Lufussa supports a variety of charitable activities in Honduras. In terms of environmental protection, Lufussa is involved in the Honduran national reforestation program, and sea turtle conservation in the Gulf of Fonseca.

In 2016, Lufussa delivered 200,000 trees to the Honduran government as part of the reforestation program. In June 2017, Lufussa entered into an agreement with the Mayor of El Picacho to deliver a new municipal nursery to the city, with the necessary resources to produce an additional 112,000 trees per year for reforestation in the district. With respect to sea turtle preservation, Lufussa has supported this effort since 2011, and in 2016 the company delivered 675 meals to volunteers securing sea turtle eggs at camps in Punta Ratón, Boca de Rio Viejo, Cedeño and Carretales.
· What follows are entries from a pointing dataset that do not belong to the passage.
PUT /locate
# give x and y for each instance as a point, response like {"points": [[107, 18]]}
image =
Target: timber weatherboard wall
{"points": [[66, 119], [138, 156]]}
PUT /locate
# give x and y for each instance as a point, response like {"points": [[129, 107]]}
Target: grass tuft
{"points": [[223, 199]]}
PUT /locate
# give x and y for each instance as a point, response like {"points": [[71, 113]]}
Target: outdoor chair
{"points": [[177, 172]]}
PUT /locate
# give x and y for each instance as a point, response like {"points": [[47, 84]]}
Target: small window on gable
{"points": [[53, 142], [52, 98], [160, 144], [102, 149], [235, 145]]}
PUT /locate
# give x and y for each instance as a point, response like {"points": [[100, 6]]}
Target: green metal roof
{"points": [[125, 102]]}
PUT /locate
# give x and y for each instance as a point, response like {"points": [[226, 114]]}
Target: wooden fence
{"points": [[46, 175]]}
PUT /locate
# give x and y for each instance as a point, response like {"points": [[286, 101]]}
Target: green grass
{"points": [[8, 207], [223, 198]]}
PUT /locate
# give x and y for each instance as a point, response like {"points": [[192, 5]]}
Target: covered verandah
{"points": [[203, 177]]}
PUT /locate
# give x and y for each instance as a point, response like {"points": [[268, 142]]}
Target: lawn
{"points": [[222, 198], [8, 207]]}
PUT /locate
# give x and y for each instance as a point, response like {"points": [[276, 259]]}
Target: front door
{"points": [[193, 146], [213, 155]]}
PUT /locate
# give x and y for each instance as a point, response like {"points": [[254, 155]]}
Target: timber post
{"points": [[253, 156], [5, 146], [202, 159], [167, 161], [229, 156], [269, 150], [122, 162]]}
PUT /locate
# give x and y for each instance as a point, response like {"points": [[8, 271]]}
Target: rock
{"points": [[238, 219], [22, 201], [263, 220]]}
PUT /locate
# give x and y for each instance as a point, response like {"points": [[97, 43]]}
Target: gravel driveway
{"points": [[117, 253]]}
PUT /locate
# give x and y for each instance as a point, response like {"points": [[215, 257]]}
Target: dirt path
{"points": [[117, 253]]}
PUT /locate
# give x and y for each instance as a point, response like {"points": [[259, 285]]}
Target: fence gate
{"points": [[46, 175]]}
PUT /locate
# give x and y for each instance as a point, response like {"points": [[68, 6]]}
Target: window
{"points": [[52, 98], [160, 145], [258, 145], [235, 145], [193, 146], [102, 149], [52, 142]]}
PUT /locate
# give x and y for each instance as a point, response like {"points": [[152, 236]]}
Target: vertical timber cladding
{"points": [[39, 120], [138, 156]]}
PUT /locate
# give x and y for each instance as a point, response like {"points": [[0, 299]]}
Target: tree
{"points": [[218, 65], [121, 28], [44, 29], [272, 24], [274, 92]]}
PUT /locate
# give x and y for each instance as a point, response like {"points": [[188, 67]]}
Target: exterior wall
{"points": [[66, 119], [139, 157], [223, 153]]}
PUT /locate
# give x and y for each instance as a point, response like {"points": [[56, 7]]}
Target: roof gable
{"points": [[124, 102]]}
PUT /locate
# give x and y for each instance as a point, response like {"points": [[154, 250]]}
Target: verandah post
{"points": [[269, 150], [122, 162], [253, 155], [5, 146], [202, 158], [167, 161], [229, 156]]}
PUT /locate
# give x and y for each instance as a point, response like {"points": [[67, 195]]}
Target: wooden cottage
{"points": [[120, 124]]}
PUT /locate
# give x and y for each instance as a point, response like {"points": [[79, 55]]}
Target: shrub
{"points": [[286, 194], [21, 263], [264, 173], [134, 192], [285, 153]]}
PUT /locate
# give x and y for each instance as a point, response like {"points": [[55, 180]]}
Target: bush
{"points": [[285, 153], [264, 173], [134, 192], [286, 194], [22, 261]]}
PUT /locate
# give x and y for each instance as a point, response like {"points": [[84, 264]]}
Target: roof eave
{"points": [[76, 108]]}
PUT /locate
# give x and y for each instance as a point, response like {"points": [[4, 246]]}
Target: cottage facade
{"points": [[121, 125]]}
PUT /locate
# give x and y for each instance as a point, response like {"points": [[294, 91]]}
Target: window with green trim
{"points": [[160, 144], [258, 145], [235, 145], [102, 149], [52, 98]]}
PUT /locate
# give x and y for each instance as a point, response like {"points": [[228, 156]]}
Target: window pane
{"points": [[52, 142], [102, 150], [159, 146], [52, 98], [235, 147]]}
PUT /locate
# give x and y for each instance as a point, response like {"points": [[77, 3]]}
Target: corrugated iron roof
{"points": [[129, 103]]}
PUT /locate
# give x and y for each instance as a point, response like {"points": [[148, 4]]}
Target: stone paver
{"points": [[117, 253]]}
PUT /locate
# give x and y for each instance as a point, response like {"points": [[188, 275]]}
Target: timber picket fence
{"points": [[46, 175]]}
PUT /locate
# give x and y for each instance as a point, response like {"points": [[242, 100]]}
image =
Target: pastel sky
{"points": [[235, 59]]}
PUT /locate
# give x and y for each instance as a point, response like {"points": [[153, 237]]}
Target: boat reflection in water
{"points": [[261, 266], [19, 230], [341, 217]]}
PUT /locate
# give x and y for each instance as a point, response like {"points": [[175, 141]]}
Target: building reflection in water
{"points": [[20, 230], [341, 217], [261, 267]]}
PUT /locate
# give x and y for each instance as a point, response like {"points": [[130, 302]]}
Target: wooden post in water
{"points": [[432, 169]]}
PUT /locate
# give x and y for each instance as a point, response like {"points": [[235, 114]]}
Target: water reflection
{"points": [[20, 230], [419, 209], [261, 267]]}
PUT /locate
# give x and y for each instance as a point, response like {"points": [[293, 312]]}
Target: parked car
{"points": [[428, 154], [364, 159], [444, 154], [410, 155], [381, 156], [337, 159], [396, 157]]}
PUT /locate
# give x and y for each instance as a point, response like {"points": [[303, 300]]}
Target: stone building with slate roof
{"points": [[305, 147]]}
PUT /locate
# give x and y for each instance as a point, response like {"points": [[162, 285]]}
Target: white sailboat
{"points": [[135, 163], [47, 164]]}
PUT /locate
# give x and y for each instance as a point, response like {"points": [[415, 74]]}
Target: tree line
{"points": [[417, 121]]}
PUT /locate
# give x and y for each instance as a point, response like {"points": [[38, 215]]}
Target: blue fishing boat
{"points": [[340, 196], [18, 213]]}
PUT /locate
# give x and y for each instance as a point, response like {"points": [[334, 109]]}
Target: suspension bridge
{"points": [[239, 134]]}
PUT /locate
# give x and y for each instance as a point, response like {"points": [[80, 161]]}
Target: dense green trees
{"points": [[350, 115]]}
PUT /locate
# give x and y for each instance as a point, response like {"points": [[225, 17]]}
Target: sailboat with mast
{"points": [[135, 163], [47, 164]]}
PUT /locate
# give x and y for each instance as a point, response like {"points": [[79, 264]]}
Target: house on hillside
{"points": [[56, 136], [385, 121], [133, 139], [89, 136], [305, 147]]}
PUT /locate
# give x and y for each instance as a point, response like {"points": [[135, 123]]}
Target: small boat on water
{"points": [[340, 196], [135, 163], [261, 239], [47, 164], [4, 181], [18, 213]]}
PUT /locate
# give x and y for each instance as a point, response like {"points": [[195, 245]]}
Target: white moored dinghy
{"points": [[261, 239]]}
===Community development===
In support of the Honduran community, Lufussa supports construction efforts in cooperation with the non-governmental organization Honduras Outreach Inc. (HOI), and a medical brigade to serve low-income people in northern Honduras, also including the Choluteca region. In 2016, Lufussa's volunteer force and HOI brigaders built 2 latrines and 3 bathrooms, installed concrete floors in 7 houses, and installed 2 eco-stoves in the communities of Guanacastillo, El Tambor and Aguacaliente, in the south of the country. They also provided more than 50 complete sets of bedding to the Regional Hospital del Sur. Since 2011, Lufussa has also carried out "Healthy Homes" Program in the communities of El Tambor, Guanacastillo, Pavana Center and Aguacaliente, remodeling 167 homes by changing earth floors to finely finished cement, thereby reducing incidences of disease. The medical brigade, with the participation of 29 American doctors acting in coordination with Lufussa volunteers, has treated hundreds of people in Pavana Centro and Guanacastillo. Since December 2014, Lufussa has organized an annual city marathon in Choluteca, Honduras, with the objective of raising funds for charitable causes in the area. In 2014, 150 thousand lempiras were raised for the Hospital del Sur, and in 2015 a donation of 175 thousand lempiras was made to the "Enrique Elizalde" School for the Blind.